= Oba-Igbomina =

Oba-Igbomina (Note: (in Yoruba correctly Ọ̀bà, but also written as Òbà), is an ancient Igbomina town in northeastern Isin Local Government Area of Kwara State, Nigeria.
It is one of the five related Yoruba towns named "Oba", the others being:
- Oba-Ile, Olorunda LGA, Osun State, located about 15 km northwest of Osogbo,
- Oba-Oke, Olorunda LGA, Osun State, located north-northwest of Osogbo,
- Oba-Ile Akure South LGA, Ondo State, located just east of Akure, on Akure-Owo Road,
- Oba-Akoko Akoko South-West LGA, Ondo State, located northeast of Owo.

The original Ọ̀bà was the capital of an ancient Ọ̀bà civilization, a kingdom reputed in the oral history of the region as a center of great wealth and enterprise. Most of the extant Oba towns claim to be the original Oba or claim to be the oldest derivative of the ancient civilization.

==History and archaeology ==
Recent archaeological research results and published works of oral history experts, anthropologists and archeologists of the Arizona State University, USA and the University of Ibadan, Nigeria, of the region's contemporary and later settlements suggest that Ọ̀bà was founded between the 9th and 10th centuries. Regular conflicts with the neighbouring Nupe resulted in cycles of abandonment and reoccupation of the Òbà mother city.

British colonial records of Oba-Igbomina, indicate that the ancient Ọ̀bà kingdom used the "iron crown and rod" as the insignia of the king, perhaps as a result of their early involvement with iron-smelting and iron-working technology. Oratures makes references to idẹ which is brass, not irin, which is iron.

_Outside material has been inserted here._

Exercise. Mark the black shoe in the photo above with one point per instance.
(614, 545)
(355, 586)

Therefore, the "iron" crown and rod are more likely to be made from some alloy such as brass or bronze. Subsequent Yoruba kingdoms (perhaps including Oba), used beaded "crown and rod" insignia, possibly because precious stones and glassware replaced metalware as the symbol of high rank and wealth.

==The great Oba diasporas==
The ancient Ọ̀bà kingdom produced a series of diasporas which influenced several other Igbomina and non-Igbomina Yoruba kingdoms and towns. The earliest diaspora from the ancient Oba civilization is constituted by the five towns in Yorubaland with the name "Oba" (not to be confused with the differently pronounced Oba, a river in Yorubaland): two in Osun State, Oba-Ile near Ikirun, Oba-Oke near Ikirun adjoining Oba-Ile; one in Kwara State Oba-Igbomina - generally called Oba without the Igbomina or the historically recent Isin tag; and two in Ondo State, Oba-Ile near Akure, and Oba-Akoko. Although none of these is the original Oba, but that they are diaspora settlements of Oba people from the more ancient Oba.

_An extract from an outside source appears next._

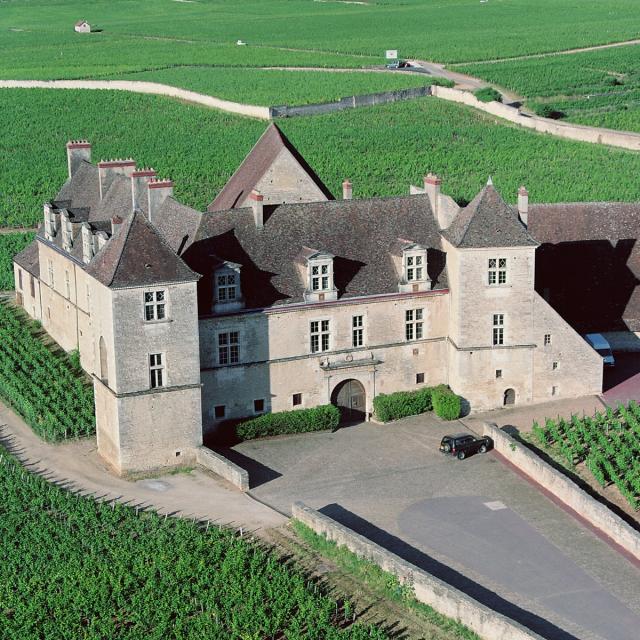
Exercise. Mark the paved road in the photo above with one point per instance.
(474, 523)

Several of the clans that migrated away from the ancient Òbà kingdom retained oratures which refer to their ancestry from the ancient Ọ̀bà. One such Ọ̀bà-diaspora clan is that of the royal Oba'lumo lineage whose ancestor Oba'lumo founded a new city-state called Isedo. This is a separate diaspora of smaller segments from Oba although this was the only known kingdom established by Oba émigrés.

A third diaspora sequence occurred in the 18th century resulting from attacks from the Nupe kingdom to the north of Oba Igbomina. Examples of Igbomina and non-Igbomina towns (in Kwara and Osun states of Nigeria) with large concentrations of people from Ọ̀bà diasporas include the following: Oke-Ila Orangun (Isedo-Oke), Ila Orangun (Isedo), Ora-Igbomina, Ipoti-Ekiti, Isanlu-Isin, Oke-Onigbin, Omu-Aran, Rore, Oyan, Inisha, Ipee, Oke-Ode, Babanla, Ajasse Ipo, Omupo, Esie, Oro, Ijomu-Oro, Iddo-Oro, Ahun, Idofin, Ado-Eku, Oreke, Sanmora and Pamo.

Ago Oba (Camp of the Oba), the Oba diaspora community in the Owu section of Abeokuta in southwestern Nigeria is also a separate diaspora but further research of the oral history is necessary to clarify if this was a migration with Owu people as a result of the 19th century Yoruba Civil Wars, or whether Ago Oba migrated separately from another Oba location.

==Tourism to the Oba diasporas==
The legends of origin and of emigrations of the Oba diasporas has been a major effort of His Royal Highness, Dr. Olúfẹ́mi Ọládàpọ̀ Babalọlá. He has also been active since 2004 in promoting tourism (heritage tourism/cultural tourism and geo-tourism), and planning tourist expeditions to the various heritage sites and physiographic features and cultural performances/traditional occupations of the Igbomina-Yoruba and adjoining Yoruba areas. He has led various special tours to the various old sites, ruins and existing towns and historical places of Yorubaland, especially of the Igbomina-Yoruba region, verifying oral history and oral poetry of various clans and ancient kingdoms.